Following on the heels of journalist Abdul Turay, another Briton, John Slade, says he has agreed to stand as a candidate in the upcoming local elections in Tallinn.
The 65-year-old pensioner, motivational speaker and retired army officer told ERR news he had received an “offer that he couldn't refuse” after being approached directly by Tallinn Mayor and Center Party Chairman Edgar Savisaar.
ERR News contacted several Center Party members including party Secretary General Priit Toobal, but none was able to confirm or comment on Slade's candidacy.
Like Turay, Slade describes his politics as being to the right of center.
“I am a conservative and I believe in conservative values that people who can do things should help people who can't,” Slade told ERR News.
He nonetheless supports the Center Party manifesto, though he has not joined the party.
“I am standing for the party that is against the [national] government. I want to be in government,” Slade said.
“They [the Center Party] haven't bought me, I am more in line with them than IRL or anyone else,” he said.
Slade has been in Estonia for 25 years, he is married with three children. He originally came to Estonia in 1987 as part of delegation from the British chamber of commerce. He will stand as a candidate in Kopli where he lives.
“I got very friendly with the mayor of Tallinn in the 80s. He was talking about glasnost and stuff.”
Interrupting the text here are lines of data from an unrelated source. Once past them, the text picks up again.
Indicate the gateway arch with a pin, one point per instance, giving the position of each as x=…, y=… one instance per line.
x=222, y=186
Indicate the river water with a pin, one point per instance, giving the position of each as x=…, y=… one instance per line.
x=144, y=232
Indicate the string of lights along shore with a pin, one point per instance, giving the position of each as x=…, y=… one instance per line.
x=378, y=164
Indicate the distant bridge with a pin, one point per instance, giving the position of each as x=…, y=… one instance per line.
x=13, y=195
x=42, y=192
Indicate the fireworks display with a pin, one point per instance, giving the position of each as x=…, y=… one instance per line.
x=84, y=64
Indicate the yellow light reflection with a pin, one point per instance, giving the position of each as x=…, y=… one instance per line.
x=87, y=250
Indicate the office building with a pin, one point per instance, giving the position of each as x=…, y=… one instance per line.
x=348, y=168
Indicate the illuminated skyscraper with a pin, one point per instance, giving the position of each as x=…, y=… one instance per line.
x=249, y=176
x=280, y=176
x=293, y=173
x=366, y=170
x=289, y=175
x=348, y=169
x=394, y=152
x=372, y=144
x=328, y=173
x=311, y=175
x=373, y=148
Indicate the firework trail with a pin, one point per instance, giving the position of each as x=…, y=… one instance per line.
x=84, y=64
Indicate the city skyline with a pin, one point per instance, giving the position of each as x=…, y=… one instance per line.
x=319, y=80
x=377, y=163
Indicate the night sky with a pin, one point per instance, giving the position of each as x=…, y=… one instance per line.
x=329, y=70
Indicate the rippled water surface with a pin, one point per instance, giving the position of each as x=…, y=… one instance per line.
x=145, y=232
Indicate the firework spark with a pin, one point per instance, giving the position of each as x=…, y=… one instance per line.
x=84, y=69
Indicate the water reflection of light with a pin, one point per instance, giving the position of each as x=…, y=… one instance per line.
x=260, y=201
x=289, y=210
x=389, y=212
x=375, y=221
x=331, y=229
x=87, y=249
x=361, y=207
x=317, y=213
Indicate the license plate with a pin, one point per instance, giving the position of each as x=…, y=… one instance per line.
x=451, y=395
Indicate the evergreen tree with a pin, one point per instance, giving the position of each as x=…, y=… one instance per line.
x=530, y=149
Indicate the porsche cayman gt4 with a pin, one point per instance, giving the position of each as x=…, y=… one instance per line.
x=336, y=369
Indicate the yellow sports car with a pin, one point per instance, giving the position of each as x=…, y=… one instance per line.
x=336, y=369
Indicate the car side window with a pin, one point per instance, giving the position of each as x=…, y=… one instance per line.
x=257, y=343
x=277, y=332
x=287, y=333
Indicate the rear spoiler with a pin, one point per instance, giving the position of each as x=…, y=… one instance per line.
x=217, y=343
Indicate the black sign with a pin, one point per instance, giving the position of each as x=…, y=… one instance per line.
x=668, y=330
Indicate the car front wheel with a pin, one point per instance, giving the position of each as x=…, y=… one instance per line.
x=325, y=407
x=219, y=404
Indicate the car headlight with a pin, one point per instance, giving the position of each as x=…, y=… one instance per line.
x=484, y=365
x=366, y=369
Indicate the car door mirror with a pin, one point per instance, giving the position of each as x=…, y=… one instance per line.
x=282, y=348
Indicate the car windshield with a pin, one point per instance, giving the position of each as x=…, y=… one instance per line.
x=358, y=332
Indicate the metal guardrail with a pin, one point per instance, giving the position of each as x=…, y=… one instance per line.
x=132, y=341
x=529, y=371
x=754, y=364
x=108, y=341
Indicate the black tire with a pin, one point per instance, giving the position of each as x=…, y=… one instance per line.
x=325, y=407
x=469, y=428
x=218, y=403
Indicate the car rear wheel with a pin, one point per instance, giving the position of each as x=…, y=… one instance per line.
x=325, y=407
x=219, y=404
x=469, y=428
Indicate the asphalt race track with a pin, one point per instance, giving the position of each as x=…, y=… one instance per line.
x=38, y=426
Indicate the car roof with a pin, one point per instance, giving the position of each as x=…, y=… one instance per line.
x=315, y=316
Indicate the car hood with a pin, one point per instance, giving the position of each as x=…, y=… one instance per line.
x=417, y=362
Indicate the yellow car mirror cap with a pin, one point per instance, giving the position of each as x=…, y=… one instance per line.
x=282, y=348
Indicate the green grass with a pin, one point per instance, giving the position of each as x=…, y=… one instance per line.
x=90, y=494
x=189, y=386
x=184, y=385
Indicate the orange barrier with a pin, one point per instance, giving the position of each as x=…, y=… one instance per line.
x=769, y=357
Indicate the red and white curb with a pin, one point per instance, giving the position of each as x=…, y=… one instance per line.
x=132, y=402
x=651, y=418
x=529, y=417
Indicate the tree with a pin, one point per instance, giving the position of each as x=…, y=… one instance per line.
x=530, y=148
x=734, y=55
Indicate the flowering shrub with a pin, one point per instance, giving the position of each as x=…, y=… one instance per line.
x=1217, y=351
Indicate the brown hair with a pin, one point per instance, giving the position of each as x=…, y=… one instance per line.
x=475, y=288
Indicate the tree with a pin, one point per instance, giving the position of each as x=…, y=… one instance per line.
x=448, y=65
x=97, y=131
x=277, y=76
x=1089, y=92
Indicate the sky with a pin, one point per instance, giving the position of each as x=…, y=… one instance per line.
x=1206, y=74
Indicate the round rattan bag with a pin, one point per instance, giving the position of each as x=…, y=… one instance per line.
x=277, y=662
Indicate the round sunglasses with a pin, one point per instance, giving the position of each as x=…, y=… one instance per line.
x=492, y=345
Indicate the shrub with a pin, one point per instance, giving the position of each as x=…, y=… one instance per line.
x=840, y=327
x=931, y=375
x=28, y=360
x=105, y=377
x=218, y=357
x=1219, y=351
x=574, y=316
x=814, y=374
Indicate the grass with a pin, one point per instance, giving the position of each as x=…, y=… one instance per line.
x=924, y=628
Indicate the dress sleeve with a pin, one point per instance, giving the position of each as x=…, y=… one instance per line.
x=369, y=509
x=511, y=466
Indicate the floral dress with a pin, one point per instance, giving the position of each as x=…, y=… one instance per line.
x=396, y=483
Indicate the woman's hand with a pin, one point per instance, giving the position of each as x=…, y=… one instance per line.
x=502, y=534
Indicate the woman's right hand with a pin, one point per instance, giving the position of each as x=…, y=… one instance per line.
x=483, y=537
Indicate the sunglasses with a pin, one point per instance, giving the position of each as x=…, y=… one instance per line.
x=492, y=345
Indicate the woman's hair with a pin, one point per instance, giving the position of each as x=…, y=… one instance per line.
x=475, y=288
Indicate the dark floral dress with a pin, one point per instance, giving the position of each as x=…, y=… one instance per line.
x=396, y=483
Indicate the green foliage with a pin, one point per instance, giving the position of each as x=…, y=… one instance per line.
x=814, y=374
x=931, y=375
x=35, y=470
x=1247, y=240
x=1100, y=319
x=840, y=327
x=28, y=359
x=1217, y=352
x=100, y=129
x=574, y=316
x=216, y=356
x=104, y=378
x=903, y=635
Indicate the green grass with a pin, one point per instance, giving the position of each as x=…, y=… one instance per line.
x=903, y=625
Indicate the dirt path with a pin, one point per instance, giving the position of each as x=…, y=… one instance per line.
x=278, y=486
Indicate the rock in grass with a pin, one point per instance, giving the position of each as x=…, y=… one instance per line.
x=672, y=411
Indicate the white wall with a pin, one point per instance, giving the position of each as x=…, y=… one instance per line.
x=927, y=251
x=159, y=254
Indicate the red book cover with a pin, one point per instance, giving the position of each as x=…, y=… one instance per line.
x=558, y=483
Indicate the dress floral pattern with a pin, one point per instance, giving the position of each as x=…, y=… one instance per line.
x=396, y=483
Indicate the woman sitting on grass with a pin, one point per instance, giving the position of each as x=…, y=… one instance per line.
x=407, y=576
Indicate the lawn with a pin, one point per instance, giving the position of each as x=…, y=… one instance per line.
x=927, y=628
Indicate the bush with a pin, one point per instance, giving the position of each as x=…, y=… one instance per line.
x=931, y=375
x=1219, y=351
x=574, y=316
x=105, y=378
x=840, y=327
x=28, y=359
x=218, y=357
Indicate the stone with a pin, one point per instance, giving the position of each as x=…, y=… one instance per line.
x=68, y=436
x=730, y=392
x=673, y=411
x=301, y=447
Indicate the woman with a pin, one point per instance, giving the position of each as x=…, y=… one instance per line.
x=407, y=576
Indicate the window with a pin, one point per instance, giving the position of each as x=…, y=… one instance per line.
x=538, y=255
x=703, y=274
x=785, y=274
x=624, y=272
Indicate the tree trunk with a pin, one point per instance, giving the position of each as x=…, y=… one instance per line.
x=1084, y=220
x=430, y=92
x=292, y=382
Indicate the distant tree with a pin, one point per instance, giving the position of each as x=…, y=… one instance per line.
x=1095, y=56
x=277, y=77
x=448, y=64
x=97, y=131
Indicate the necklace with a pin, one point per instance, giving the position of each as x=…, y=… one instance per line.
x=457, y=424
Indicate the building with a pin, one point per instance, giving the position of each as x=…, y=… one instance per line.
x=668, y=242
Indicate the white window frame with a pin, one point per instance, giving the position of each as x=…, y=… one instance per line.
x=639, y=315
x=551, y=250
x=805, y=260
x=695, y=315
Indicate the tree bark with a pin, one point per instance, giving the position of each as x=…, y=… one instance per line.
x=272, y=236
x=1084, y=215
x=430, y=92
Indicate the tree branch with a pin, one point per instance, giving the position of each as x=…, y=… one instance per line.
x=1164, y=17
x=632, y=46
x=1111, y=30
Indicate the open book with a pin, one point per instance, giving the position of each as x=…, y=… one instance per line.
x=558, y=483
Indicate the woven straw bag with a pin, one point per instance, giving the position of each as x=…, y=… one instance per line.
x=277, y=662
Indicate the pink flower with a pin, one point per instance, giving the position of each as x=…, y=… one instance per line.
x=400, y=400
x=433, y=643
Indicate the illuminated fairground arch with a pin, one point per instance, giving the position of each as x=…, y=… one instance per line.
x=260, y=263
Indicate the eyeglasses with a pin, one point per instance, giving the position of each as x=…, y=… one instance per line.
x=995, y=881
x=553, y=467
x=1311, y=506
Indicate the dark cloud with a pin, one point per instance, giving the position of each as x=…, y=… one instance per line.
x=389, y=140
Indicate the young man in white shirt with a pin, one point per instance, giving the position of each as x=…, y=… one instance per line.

Slade says he participated in the Singing Revolution.
“I was on walk from Pirita when Mart Laar blew all the candles,” Slade said.
In his time in Estonia, Slade has largely been involved in charity work, bringing sports to school children in Kopli and Lasnamäe districts. Prior to retirement, Slade worked at the Estonian Business School and Tartu University as a lecturer in marketing and management. He also had a small company bringing sports teams to Estonia.
“I love working with boys and girls. Sport for me is for everyone - it is not a privilege, it is a right. They should have the same opportunities as we do in England to do lots of sports. I like working in Russian schools,” he said.
Slade said he accepted the Center Party offer because he believes it will assist him in his charity work.
"All they will do is stick me in the city government. If there is any money available for sport, I've got first crack at it,” he said.
Slade doesn't speak Estonian or Russian but says he feels a strong affiliation with the Russian-speaking community. “I have more empathy with Russian culture, Russian honesty. But it's maybe because the people I meet are older. I like that feeling of family Russians have."
The nomination marks the first time that the Center Party has put forward an expat candidate on its ticket. Abdul Turay will stand on the Social Democrat ticket after the turning down an offer from IRL's mayoral candidate, Eerik Niiles Kross. It remains to be seen whether the Reform Party has approached a Westerner as a candidate.
The Center Party is expected to do well in October 20 local elections. In the previous elections, it received 51 percent of the vote in Tallinn. The party currently holds 44 of the 79 Tallinn City Council seats, more than the other three parties combined.